Keempat profesor riset yang dikukuhkan adalah Prof. Irtanto dari Balitbangda Provinsi Jawa Timur, Prof. Agus Haryono dari Organisasi Riset Ilmu Pengetahuan Teknik, Prof. Siswanto dari Organisasi Riset Ilmu Pengetahuan Humaniora, dan Prof. Muhammad Rokhis Khomaruddin dari Organisasi Riset Penerbangan dan Antariksa.

Pengukuhan Profesor Riset BRIN menjadi momentum penting dalam peningkatan kapasitas SDM Iptek. Sebagai satu-satunya lembaga penelitian di Indonesia, kehadiran BRIN sangat dinanti oleh segenap masyarakat dalam memberikan solusi atas permasalahan yang dihadapi dengan pendekatan riset dan inovasi.
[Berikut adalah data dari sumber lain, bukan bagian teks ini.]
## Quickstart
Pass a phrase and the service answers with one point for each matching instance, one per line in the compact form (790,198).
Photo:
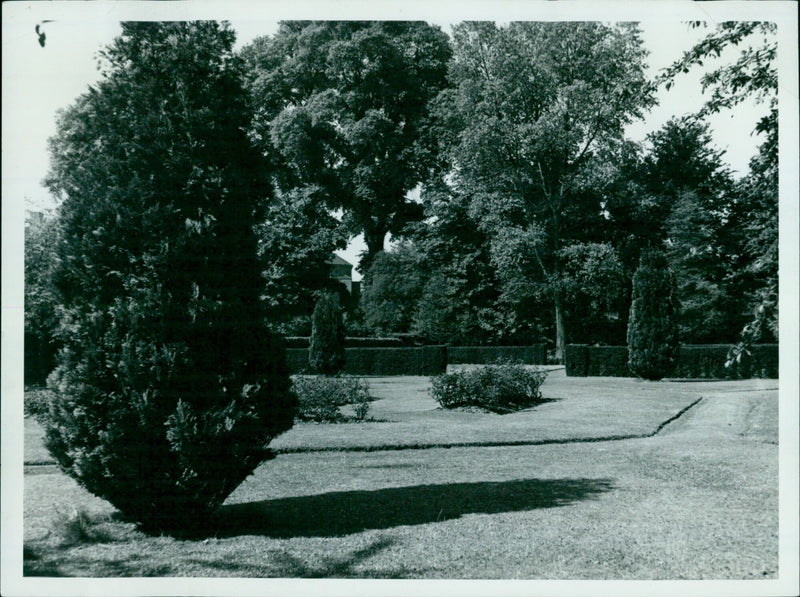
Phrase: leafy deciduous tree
(343,106)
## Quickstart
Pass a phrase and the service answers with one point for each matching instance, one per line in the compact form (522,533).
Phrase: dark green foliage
(326,350)
(349,342)
(577,360)
(760,360)
(653,341)
(41,298)
(753,76)
(295,241)
(694,362)
(483,355)
(498,388)
(594,289)
(342,106)
(422,360)
(532,127)
(169,387)
(393,289)
(321,396)
(36,402)
(607,361)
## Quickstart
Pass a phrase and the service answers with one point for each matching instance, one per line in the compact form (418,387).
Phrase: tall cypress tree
(326,353)
(652,327)
(169,387)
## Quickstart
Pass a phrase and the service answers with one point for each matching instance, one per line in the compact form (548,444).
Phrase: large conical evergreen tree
(653,343)
(169,387)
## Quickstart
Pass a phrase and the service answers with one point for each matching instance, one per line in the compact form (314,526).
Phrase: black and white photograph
(305,298)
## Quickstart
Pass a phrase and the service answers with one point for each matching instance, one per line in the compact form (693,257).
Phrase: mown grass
(699,500)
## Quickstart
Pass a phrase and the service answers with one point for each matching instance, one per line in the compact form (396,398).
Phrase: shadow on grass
(281,563)
(342,513)
(55,563)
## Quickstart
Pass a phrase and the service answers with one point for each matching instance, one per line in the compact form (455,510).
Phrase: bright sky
(38,81)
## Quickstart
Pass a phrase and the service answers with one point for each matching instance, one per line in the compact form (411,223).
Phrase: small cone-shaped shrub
(326,353)
(169,387)
(652,328)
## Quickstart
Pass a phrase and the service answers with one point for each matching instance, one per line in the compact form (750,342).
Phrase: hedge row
(483,355)
(422,360)
(694,362)
(349,342)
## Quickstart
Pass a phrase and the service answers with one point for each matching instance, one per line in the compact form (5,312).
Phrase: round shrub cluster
(498,388)
(320,397)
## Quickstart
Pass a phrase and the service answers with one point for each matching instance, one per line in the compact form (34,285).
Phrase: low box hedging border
(420,360)
(694,362)
(534,354)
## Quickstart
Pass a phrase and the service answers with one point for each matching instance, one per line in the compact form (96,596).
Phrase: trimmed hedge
(349,342)
(484,355)
(422,360)
(708,361)
(694,362)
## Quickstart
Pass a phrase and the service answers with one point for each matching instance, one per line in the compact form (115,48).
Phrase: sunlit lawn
(698,500)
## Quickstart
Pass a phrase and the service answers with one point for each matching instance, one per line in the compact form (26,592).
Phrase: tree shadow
(346,512)
(284,564)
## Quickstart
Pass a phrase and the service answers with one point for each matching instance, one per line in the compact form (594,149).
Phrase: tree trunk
(374,240)
(560,332)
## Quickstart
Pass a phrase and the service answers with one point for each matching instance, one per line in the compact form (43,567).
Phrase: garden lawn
(698,500)
(576,408)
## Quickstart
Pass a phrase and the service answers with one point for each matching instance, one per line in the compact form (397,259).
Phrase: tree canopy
(343,106)
(534,113)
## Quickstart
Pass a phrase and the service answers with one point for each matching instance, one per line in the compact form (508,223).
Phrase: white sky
(39,81)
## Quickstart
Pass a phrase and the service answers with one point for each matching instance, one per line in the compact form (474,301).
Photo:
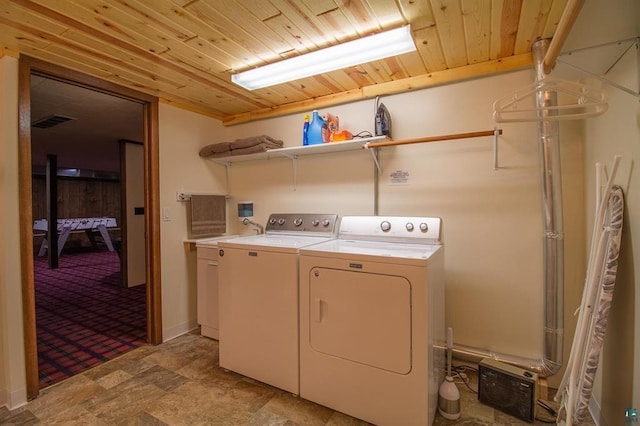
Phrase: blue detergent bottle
(316,129)
(305,130)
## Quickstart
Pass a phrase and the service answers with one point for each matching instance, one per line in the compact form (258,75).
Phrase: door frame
(27,67)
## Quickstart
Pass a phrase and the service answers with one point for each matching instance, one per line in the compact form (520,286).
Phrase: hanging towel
(207,216)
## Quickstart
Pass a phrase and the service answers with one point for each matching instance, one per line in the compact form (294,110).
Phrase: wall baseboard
(178,330)
(13,400)
(596,412)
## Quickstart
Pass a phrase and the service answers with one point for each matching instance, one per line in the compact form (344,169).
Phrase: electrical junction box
(507,388)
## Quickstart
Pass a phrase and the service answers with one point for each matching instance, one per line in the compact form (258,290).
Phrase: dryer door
(361,317)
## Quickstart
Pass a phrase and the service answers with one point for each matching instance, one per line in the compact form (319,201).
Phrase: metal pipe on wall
(548,134)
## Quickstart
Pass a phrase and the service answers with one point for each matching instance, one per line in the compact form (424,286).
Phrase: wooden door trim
(27,67)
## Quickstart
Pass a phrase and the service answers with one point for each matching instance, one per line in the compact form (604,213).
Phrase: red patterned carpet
(83,316)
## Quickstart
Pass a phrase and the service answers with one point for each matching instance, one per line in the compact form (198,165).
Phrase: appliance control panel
(407,229)
(325,224)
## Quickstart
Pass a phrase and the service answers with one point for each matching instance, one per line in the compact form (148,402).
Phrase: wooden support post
(52,210)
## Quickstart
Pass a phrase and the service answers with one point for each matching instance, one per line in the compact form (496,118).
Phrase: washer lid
(349,248)
(273,240)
Kepala BRIN, Laksana Tri Handoko mengatakan, untuk menjadi seorang profesor tidaklah mudah, ketekunan dan semangat yang tinggi dalam melakukan riset menjadi kunci keberhasilan. “Semangat dan selalu fokus dalam menjalankan tugasnya sebagai seorang periset menjadi modal utama untuk dapat meraih prestasi hingga menjadi profesor,” kata Handoko.

Kepada mereka yang dikukuhkan, Handoko berpesan agar mampu membina para periset di bawahnya untuk dapat bekerja lebih baik sehingga penelitian yang dilakukan dapat memberikan hasil yang maksimal dan bermanfaat bagi masyarakat. Dengan demikian di masa mendatang, kualitas SDM iptek BRIN terus meningkat dan mampu bersaing dengan para periset di tingkat global.

Pada kesempatan tersebut, Dr. Drs. Irtanto, M.Si yang dikukuhkan sebagai profesor riset bidang politik dan pemerintahan menyampaikan orasi berjudul “Kebijakan dalam Otonomi Daerah dan Dampaknya Terhadap Penyenggaraan Pemerintahan.”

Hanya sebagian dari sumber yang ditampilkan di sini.